6) Home Tech Level: Now THAT's interesting! It could be a built-in "specialization" modifier for tasks that require knowledge beyond one's own era. Time Lords could be at the extreme end of the scale, able to cover Science, Technology or Knowledge from the beginning to the end of history, while 21st-century humans would be less able to practice blacksmithing (Craft) or fly spaceships (Transport).

7) Bio-Data Extract: A LOT of the sheet's real estate is given over to non-stat information, which tends to mean the game encourages role-playing above rule-playing. All for it.

8) Pill shapes: The stats go into an elongated pill shape rather than a circle or square. Just part of the design, or is it possible to have more than one number in there (2 / 4)?

9) No hit points: Is that why there's room for a second number? A DRAINED Attribute number? While there's no health-type Attribute, it could be down to Strength for physical damage and Resolve for mental damage (Who characters so tend to be taken over a lot, don't they?).

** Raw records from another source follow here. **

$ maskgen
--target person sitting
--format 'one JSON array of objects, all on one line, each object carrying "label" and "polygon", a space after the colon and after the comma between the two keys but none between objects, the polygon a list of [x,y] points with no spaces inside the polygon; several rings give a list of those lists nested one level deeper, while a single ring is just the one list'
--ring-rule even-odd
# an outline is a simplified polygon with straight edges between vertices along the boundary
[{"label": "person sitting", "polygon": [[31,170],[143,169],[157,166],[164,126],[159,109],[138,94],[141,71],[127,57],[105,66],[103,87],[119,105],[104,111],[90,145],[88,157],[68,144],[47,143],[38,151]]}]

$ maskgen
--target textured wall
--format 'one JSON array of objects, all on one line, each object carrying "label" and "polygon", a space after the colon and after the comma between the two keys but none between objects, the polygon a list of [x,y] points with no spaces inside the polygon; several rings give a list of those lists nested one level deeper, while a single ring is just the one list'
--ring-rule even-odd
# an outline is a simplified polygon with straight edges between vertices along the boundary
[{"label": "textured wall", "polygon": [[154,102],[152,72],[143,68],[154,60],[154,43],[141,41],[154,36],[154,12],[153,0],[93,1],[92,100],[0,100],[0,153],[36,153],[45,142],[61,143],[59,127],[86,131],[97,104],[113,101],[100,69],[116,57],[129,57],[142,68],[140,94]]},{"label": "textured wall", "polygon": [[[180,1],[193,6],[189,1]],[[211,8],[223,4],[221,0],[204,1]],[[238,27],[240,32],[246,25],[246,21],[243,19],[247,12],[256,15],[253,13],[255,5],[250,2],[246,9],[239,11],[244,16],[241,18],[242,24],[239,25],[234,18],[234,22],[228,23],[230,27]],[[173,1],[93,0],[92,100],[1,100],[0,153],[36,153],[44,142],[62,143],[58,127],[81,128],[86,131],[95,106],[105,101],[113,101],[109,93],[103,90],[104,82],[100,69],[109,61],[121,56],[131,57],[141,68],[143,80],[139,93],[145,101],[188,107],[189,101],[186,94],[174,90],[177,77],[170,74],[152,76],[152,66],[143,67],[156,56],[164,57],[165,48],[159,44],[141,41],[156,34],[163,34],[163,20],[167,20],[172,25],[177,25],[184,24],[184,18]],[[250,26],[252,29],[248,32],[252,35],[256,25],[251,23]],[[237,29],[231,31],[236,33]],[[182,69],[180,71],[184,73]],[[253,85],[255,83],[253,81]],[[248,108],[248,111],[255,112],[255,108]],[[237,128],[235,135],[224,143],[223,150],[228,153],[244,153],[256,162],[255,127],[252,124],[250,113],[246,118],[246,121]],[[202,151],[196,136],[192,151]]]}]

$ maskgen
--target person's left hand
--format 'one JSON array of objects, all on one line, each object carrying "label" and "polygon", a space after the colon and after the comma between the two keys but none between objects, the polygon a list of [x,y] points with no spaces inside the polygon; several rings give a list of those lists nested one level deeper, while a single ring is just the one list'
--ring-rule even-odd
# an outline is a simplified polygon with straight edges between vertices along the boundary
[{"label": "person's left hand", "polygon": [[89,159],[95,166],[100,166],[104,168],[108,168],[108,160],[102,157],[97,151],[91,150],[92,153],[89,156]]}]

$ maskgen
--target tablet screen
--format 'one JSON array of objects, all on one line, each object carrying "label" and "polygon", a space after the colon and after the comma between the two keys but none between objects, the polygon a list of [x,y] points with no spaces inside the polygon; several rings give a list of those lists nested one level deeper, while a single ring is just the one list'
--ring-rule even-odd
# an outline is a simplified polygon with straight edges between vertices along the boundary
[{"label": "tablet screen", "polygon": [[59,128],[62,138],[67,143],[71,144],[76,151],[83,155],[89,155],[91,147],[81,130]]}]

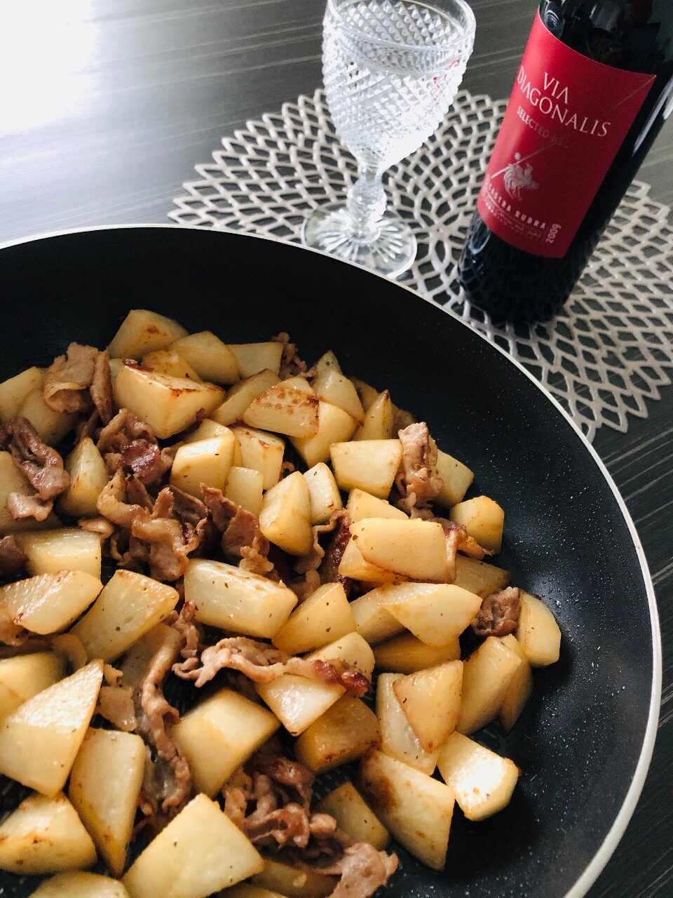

10) Story Points: Most certainly a mixture of experience points you receive as reward, and drama points you can use to change your luck (as in Unisystem).

That's as much as I can ascertain from this simple one-pager, but I do like what I see! How about you?

6 comments:

GeekBob said...

I will admit a certain curiosity regarding the system and the sheet puts me at easy regarding the simplicity of the system. I'm more concerned with how the game handles who plays the Doctor and how.

Siskoid said...

The unofficial Unisystem game basically played the Time Lord as a Slayer (as per Buffy) with companions getting less Attributes and Skills, but more drama points.

But I'd like them to go further and create Traits that can ONLY be chosen by a companion that help advance the plot. The ingenious leap of logic, generating faith in the Doctor, screaming for reinforcements, etc. Drama point tricks that only they can invoke, which gives the TL a reason for including them in his TARDIS.

Emperor said...

I actually dislike rules-lite systems. Id rather either go rules-heavy or no rules at all.

The reason being, because roleplaying systems bring logical rules to a fantastic world.

Anyhow, this seems like a fun new system. If you are into new systems and things like indie comics, check out my company:

www.CrimsonStarEntertainment.com

Siskoid said...

I think a cinematic world can do very well with quick and easy cinematic rules, but to each his own.

Hammer said...

Ironically, the Character Sheet (and probably visual style of the whole book) may well be out of date by next year, what with the new logo design.

Siskoid said...

True that. Out with the orange, in with the purple.